De uitdrukking ’het mbo’ is overigens verwarrend, omdat die een eenheid suggereert die er niet is. ’Het mbo’ herbergt een diversiteit aan opleidingen. Het bereidt leerlingen voor op vrijwel ongeschoold werk én op werk dat heel dicht tegen het hbo-niveau aanligt. Onder de noemer ’mbo’ gaan uiteenlopende opleidingen schuil, met een duur variërend van één tot vier jaar. Uitvoerend werk valt eronder, zoals beveiliger, receptionist, telefonist, maar ook zelfstandig werk zoals dat van stratenmakers, pianotechnici, mbo-schoonheidsspecialisten of -pedagogisch medewerkers kinderopvang. Of specialistisch werk, zoals dat van mediamanagers, opticiens of bakker-ondernemers. Ook de zogenaamde entree-opleiding valt eronder, voor leerlingen, die niet in staat zijn gebleken om een vmbo-diploma te behalen. Zij worden opgeleid voor assisterend, eenvoudig uitvoerend werk. De groep leerlingen, die niet aan de wettelijke instroomeisen voor een mbo-opleiding kan voldoen, omvat overigens slechts 5% van de mbo’ers. Verreweg de meeste mbo-leerlingen (75%) volgen de twee hoogste opleidingen.
Aandacht voor het midden
De redacteuren van Gescheiden werelden? veronderstellen dat sociaal-culturele verschillen parallel lopen aan verschillen in opleidingsniveau. Dat uitgangspunt maakt je nieuwsgierig naar de sociaal-culturele oriëntaties van mensen met een mbo-opleiding. Zijn die anders dan van hoger- en lageropgeleiden? De enkele keren dat de schrijvers van de bundel ingaan op de positie en de ideeën van deze middengroepering (zie bijvoorbeeld Den Ridder, Glas en Dekker; Volker, Andriessen, Posthumus) blijkt dat deze zich niet laten reduceren tot die van mensen met een hogere of lagere opleiding.
Waarom gummen het SCP en de WRR het midden uit?

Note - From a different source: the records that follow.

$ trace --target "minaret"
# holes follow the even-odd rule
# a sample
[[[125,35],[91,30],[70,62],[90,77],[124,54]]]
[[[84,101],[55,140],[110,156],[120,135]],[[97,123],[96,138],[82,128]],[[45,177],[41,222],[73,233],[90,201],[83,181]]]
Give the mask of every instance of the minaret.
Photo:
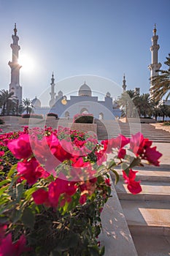
[[[152,63],[150,64],[148,68],[150,70],[150,89],[152,86],[152,79],[158,75],[158,70],[161,67],[161,64],[158,63],[158,50],[159,45],[158,45],[158,36],[156,34],[156,24],[155,24],[153,29],[153,36],[151,39],[152,45],[150,47],[150,51],[152,53]],[[152,92],[150,92],[152,94]]]
[[[22,66],[18,62],[18,52],[20,47],[18,44],[19,37],[17,35],[16,23],[15,23],[14,34],[12,34],[12,38],[13,40],[13,43],[11,44],[12,60],[12,61],[8,62],[8,64],[11,68],[11,83],[9,84],[9,91],[14,92],[14,96],[18,98],[20,104],[22,102],[22,86],[20,85],[20,69]]]
[[[125,74],[124,74],[124,75],[123,75],[123,86],[122,86],[122,88],[123,88],[123,92],[125,91],[126,84],[125,84]]]
[[[51,99],[50,100],[49,105],[50,107],[52,108],[54,104],[55,103],[55,93],[54,92],[54,87],[55,87],[55,83],[54,83],[54,74],[53,72],[52,74],[52,78],[51,78],[51,92],[50,93],[50,94],[51,95]]]

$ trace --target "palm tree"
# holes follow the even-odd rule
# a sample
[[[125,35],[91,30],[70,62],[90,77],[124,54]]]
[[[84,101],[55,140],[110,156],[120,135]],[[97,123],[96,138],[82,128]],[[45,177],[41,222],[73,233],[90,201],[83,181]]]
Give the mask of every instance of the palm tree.
[[[26,98],[26,99],[23,99],[22,100],[22,112],[23,111],[26,111],[26,113],[31,113],[34,108],[33,105],[32,105],[32,101],[31,99],[29,99],[29,98]]]
[[[0,106],[2,108],[1,113],[3,116],[5,113],[9,114],[13,95],[13,91],[9,92],[8,90],[4,89],[0,91]]]
[[[168,66],[168,69],[156,70],[160,72],[161,74],[151,79],[152,86],[150,89],[150,91],[152,95],[152,97],[155,101],[161,100],[166,94],[167,96],[166,100],[167,100],[170,96],[170,53],[169,53],[169,57],[166,57],[166,61],[164,64]]]
[[[152,114],[152,106],[150,99],[150,94],[143,94],[134,97],[134,102],[138,108],[139,116],[147,117]]]
[[[136,109],[133,99],[136,97],[136,92],[132,90],[124,91],[116,101],[118,105],[122,108],[123,112],[126,117],[136,116]]]
[[[165,116],[170,117],[170,106],[161,105],[158,106],[158,116],[162,117],[162,121],[165,121]]]

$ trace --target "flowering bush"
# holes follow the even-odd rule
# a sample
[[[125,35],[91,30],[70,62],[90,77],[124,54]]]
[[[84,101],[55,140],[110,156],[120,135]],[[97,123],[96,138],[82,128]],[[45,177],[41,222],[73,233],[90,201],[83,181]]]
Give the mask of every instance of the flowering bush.
[[[56,118],[58,118],[58,114],[55,114],[55,113],[48,113],[47,115],[47,116],[54,116],[54,117],[55,117]]]
[[[38,119],[43,119],[42,115],[39,114],[23,114],[22,116],[23,118],[38,118]]]
[[[93,124],[93,114],[76,114],[73,117],[74,123],[83,123],[83,124]]]
[[[100,214],[110,197],[109,171],[133,194],[142,160],[161,154],[141,133],[101,141],[68,128],[25,127],[0,135],[0,255],[103,255]],[[108,158],[108,154],[111,157]]]

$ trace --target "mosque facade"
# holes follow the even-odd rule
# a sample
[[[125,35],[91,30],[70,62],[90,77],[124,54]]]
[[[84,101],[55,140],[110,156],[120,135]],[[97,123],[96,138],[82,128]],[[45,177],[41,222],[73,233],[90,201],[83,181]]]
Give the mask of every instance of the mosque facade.
[[[9,61],[11,68],[11,83],[9,84],[9,91],[14,92],[19,103],[22,102],[22,86],[20,85],[20,69],[21,66],[18,64],[18,53],[20,49],[18,45],[19,37],[17,35],[16,24],[15,24],[14,34],[12,34],[12,43],[11,48],[12,50],[12,61]],[[158,73],[156,70],[159,69],[161,64],[158,63],[158,36],[156,34],[155,25],[153,29],[153,36],[152,37],[152,45],[150,47],[152,53],[152,63],[149,66],[150,70],[150,89],[152,89],[152,78]],[[73,118],[77,113],[90,113],[94,117],[101,119],[113,119],[120,117],[121,111],[117,106],[113,104],[113,99],[109,92],[106,94],[103,101],[98,100],[98,97],[92,95],[91,89],[85,82],[79,88],[77,96],[70,96],[68,99],[60,91],[56,95],[55,92],[55,79],[53,73],[52,75],[50,83],[50,99],[48,107],[42,107],[41,102],[36,98],[32,100],[34,105],[34,112],[44,116],[49,113],[58,114],[61,118]],[[125,75],[123,80],[123,92],[126,90]],[[139,93],[139,89],[136,91]],[[152,95],[151,95],[152,96]]]
[[[104,100],[98,100],[98,97],[92,95],[91,89],[85,82],[80,87],[78,95],[71,95],[70,99],[59,91],[55,95],[55,79],[53,74],[51,78],[51,99],[49,108],[41,107],[41,102],[36,97],[32,100],[34,111],[39,114],[48,113],[57,113],[61,118],[73,118],[77,113],[90,113],[99,119],[115,119],[120,117],[121,111],[117,106],[113,106],[112,98],[109,92],[106,94]]]

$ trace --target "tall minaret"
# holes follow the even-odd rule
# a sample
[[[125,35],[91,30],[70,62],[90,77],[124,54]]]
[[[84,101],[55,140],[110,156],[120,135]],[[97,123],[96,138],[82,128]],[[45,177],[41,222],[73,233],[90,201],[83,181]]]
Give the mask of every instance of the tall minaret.
[[[55,93],[54,92],[54,87],[55,87],[55,83],[54,83],[54,74],[53,72],[52,74],[52,78],[51,78],[51,92],[50,93],[51,95],[51,99],[50,100],[49,105],[50,107],[52,108],[54,104],[55,103]]]
[[[18,45],[18,42],[19,37],[17,36],[17,28],[16,23],[15,23],[14,34],[12,36],[13,43],[11,44],[11,48],[12,50],[12,60],[9,61],[8,64],[11,68],[11,83],[9,84],[9,91],[14,92],[14,96],[15,96],[19,100],[19,103],[22,102],[22,86],[20,85],[20,66],[18,61],[18,52],[20,49],[20,45]]]
[[[122,88],[123,88],[123,92],[125,91],[126,84],[125,84],[125,74],[124,74],[124,75],[123,75],[123,86],[122,86]]]
[[[151,38],[152,45],[150,47],[150,51],[152,53],[152,64],[148,67],[150,70],[150,89],[152,86],[152,79],[153,77],[158,75],[158,72],[156,70],[158,70],[162,66],[161,63],[158,63],[158,50],[160,46],[158,45],[158,36],[156,34],[156,25],[155,24],[153,36]],[[152,94],[152,92],[150,92],[150,94]]]

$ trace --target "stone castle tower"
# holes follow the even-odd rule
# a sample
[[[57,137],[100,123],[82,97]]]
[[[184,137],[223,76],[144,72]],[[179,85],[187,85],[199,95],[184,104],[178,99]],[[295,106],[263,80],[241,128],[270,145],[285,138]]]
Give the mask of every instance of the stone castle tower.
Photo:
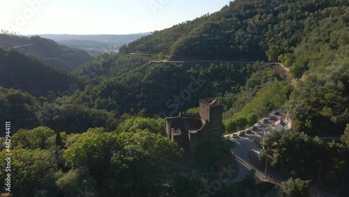
[[[200,99],[199,114],[179,112],[177,117],[165,118],[166,135],[185,151],[195,152],[199,144],[221,135],[222,112],[221,101]]]

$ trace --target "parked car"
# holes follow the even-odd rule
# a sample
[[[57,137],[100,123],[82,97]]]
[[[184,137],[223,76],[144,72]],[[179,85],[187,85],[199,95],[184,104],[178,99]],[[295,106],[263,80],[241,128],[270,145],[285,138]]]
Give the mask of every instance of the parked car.
[[[231,140],[230,140],[230,141],[231,141],[233,144],[235,144],[235,143],[236,143],[237,142],[237,140],[236,139],[231,139]]]

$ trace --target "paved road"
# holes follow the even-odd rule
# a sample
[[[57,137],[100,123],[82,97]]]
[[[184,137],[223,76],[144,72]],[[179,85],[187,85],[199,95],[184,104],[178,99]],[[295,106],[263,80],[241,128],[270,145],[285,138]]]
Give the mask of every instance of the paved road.
[[[242,180],[243,180],[246,175],[248,175],[248,170],[251,169],[255,169],[255,176],[260,179],[260,180],[264,180],[265,177],[265,175],[264,172],[260,171],[258,169],[255,168],[255,166],[253,166],[251,164],[251,161],[250,159],[250,157],[248,156],[248,151],[253,150],[256,153],[258,153],[260,150],[260,147],[257,146],[256,143],[255,142],[255,140],[260,140],[262,137],[264,136],[265,133],[267,132],[270,128],[272,128],[274,124],[275,124],[275,122],[277,121],[278,119],[281,119],[282,117],[282,114],[283,112],[283,108],[279,108],[276,110],[279,111],[279,115],[274,115],[271,119],[268,121],[267,123],[266,124],[262,124],[261,126],[258,128],[257,131],[255,132],[253,132],[250,134],[246,134],[242,137],[237,137],[235,139],[237,140],[237,143],[235,143],[235,145],[234,146],[234,151],[235,151],[235,158],[237,161],[237,166],[239,168],[239,174],[235,179],[232,180],[233,182],[238,182]],[[259,122],[262,122],[262,120],[266,118],[264,117],[261,119],[259,120]],[[286,126],[286,129],[287,129],[287,126]],[[227,134],[225,135],[225,137],[230,137],[231,134]],[[257,140],[258,141],[258,140]],[[268,172],[268,170],[267,170]],[[276,182],[283,182],[285,181],[285,180],[282,180],[280,177],[276,177],[277,179]],[[273,180],[273,181],[275,181]],[[312,193],[312,196],[327,196],[327,197],[336,197],[336,196],[328,194],[327,192],[318,190],[315,188],[311,188],[310,189],[311,193]]]

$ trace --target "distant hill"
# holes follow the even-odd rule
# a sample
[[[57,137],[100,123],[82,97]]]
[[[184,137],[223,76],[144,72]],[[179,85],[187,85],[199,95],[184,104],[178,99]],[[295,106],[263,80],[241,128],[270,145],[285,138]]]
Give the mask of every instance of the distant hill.
[[[121,46],[149,34],[150,32],[124,35],[40,34],[38,36],[52,39],[59,44],[84,50],[91,55],[96,56],[105,52],[117,52]]]
[[[0,46],[35,56],[44,63],[67,71],[73,71],[92,59],[85,51],[59,45],[52,40],[37,36],[26,37],[0,34]]]
[[[15,50],[0,48],[0,86],[26,91],[40,96],[52,91],[69,90],[80,80],[72,74],[43,64],[34,57],[27,57]],[[82,87],[80,86],[80,87]]]
[[[346,2],[230,1],[218,12],[156,31],[120,51],[163,52],[172,59],[266,59],[265,51],[272,46],[292,52],[311,25],[326,17],[320,10]]]

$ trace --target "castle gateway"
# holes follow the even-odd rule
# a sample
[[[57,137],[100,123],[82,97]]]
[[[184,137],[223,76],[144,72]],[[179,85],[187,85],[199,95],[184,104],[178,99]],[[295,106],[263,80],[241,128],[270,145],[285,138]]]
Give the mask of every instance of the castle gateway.
[[[200,100],[200,113],[179,112],[165,118],[165,130],[170,139],[186,151],[193,153],[198,145],[222,133],[222,103],[213,98]]]

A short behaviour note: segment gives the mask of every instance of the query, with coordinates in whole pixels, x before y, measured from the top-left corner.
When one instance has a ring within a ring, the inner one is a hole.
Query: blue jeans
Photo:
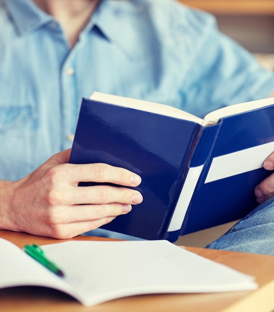
[[[206,248],[274,255],[274,197],[260,205]]]

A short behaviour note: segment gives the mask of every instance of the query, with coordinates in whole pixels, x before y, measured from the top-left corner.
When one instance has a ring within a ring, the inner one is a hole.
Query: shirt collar
[[[30,32],[53,20],[31,0],[4,0],[15,27],[21,34]]]
[[[54,19],[32,0],[3,0],[21,34],[34,31]],[[107,39],[118,45],[131,58],[141,56],[142,50],[138,46],[143,34],[136,27],[142,24],[140,21],[144,18],[144,6],[142,1],[139,4],[138,2],[101,0],[83,32],[88,32],[96,25]]]
[[[142,1],[101,0],[91,19],[103,35],[117,44],[132,59],[142,57],[140,25],[145,18]]]

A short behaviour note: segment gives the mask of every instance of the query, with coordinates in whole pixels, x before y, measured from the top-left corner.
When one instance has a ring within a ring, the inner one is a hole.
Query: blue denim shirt
[[[102,0],[72,49],[31,0],[0,0],[0,179],[70,147],[81,99],[95,91],[202,117],[273,89],[273,74],[213,16],[173,0]]]

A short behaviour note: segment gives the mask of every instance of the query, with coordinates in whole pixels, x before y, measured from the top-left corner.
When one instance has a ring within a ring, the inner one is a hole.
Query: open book
[[[62,269],[59,277],[22,250],[0,239],[0,288],[39,286],[91,306],[145,294],[256,289],[254,279],[167,241],[80,241],[42,246]]]
[[[70,162],[106,162],[139,174],[144,200],[102,228],[146,239],[238,220],[271,172],[274,98],[218,110],[204,119],[167,106],[95,93],[83,99]]]

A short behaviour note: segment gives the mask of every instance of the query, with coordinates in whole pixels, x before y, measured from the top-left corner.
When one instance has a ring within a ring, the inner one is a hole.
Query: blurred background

Waarom krijg je als lezer niet meer te horen over hun politieke denkbeelden, met wie zij zich identificeren, hoe hun culturele smaak eruitziet? Hoe verhouden zij zich tot sociale lagen hoger en lager in de hiërarchie? Waarom wordt een angstvisioen van sociale ongelijkheid opgeroepen, van twee blokken met een spiegelbeeldige positie?
Wanneer krijgen we een studie waarin ook – of juist – het midden in beeld wordt gebracht? De grote sociale afstand tussen hoog- en laagopgeleiden zal er niet kleiner of minder schrijnend van worden en het zal niet meteen leiden tot meer contacten tussen hoog en laag. Maar het geeft wel een heel ander, rijker en gedifferentieerder beeld van het Nederlandse stratificatielandschap dan we nu krijgen voorgeschoteld. Het verandert het denken daarover en het zal begrip van hedendaagse maatschappelijke en politieke tegenstellingen groter maken.
Bovendien is het belangrijk voor de middengroep zelf, die nu stelselmatig wordt overgeslagen of bij ’laagopgeleiden’ wordt gevoegd. Uit de ’weglating van het tussenniveau’ spreekt een gebrek aan belangstelling en aan erkenning voor mensen met een middelbare opleiding. Dat heeft invloed op de manier waarop zij in het leven staan en naar zichzelf kijken.
De redacteuren zijn zich er overigens van bewust dat journalisten, wetenschappers en politici maatschappelijke verschillen niet alleen articuleren, maar ook construeren. Ze beseffen dat ze op die manier kunnen bijdragen aan een self-fullfilling prophecy, dat ze scheidslijnen creëren. Door in hun vraagstelling in te zetten op polarisatie dragen ze zelf bij aan een maatschappelijke tweedeling die zich in de toekomst zou kunnen voltrekken.